Ни в какую библиотеку он, конечно, не ходил, а сразу же по прибытии отправился на вокзал и взял билет до Берлина. Так как до отправления его поезда оставалось еще несколько часов, он решил побродить по городу. Еще на вокзале Савва первым делом удостоверился, что сегодня воскресенье, десятое декабря 1911 года.

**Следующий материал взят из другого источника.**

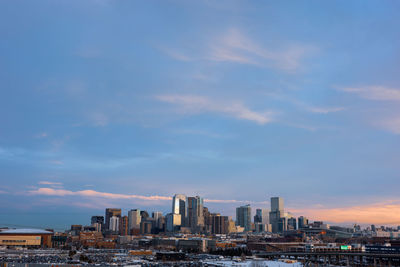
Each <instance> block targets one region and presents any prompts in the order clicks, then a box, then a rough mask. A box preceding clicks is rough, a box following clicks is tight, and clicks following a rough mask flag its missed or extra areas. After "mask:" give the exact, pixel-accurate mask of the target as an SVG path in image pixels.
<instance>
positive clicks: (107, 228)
mask: <svg viewBox="0 0 400 267" xmlns="http://www.w3.org/2000/svg"><path fill="white" fill-rule="evenodd" d="M112 217H118V218H121V209H113V208H108V209H106V221H105V223H104V226H105V227H104V228H105V230H111V228H110V220H111V218H112Z"/></svg>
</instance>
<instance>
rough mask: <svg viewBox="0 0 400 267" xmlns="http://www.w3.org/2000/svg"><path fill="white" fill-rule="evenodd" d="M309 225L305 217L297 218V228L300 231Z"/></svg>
mask: <svg viewBox="0 0 400 267" xmlns="http://www.w3.org/2000/svg"><path fill="white" fill-rule="evenodd" d="M307 225H308V219H307V218H306V217H304V216H300V217H299V218H297V226H298V228H299V229H302V228H305V227H306V226H307Z"/></svg>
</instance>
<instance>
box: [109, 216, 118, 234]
mask: <svg viewBox="0 0 400 267" xmlns="http://www.w3.org/2000/svg"><path fill="white" fill-rule="evenodd" d="M120 219H121V217H118V216H112V217H111V218H110V225H109V229H108V230H110V231H112V232H113V233H114V234H118V233H119V221H120Z"/></svg>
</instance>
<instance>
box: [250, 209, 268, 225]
mask: <svg viewBox="0 0 400 267" xmlns="http://www.w3.org/2000/svg"><path fill="white" fill-rule="evenodd" d="M254 223H262V224H269V210H268V209H256V215H255V216H254Z"/></svg>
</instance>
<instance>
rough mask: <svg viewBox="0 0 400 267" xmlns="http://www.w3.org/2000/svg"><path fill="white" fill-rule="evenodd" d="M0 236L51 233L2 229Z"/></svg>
mask: <svg viewBox="0 0 400 267" xmlns="http://www.w3.org/2000/svg"><path fill="white" fill-rule="evenodd" d="M1 234H53V232H50V231H46V230H42V229H3V230H0V235H1Z"/></svg>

Пока все в порядке, размышлял Каратаев, шагая обратно по Карловой улице, разглядывая дома, вывески и редких прохожих. Он прекрасно перенес «реинкарнацию», как в шутку окрестили в их институте процедуру перехода в прошлое, быстро сориентировался и психологически был вполне подготовлен принять факт утраты своего мира и времени в обмен на мир и эпоху начала двадцатого века. Чем прозябать там, он лучше рискнет и начнет все сначала здесь. Плевать, что здесь ему не дожить до первых телевизоров и компьютеров, что телефоны тут похожи на деревянную шарманку с заводной ручкой, а самолеты — на большие детские воздушные змеи с трещоткой. Все это можно пережить. Ведь люди в сущности те же. Немного больше предрассудков, немного меньше знаний. Зато теперь он современник Эйнштейна, Рахманинова, Ленина (кстати, где он сейчас?). Где-то бродит по венским музеям никому еще не известный и тихий Адольф Гитлер. Лишь недавно Россия простилась со Львом Толстым, а «Титаник», спущенный на воду полгода назад, еще только достраивается, превращаясь в плавучий дворец.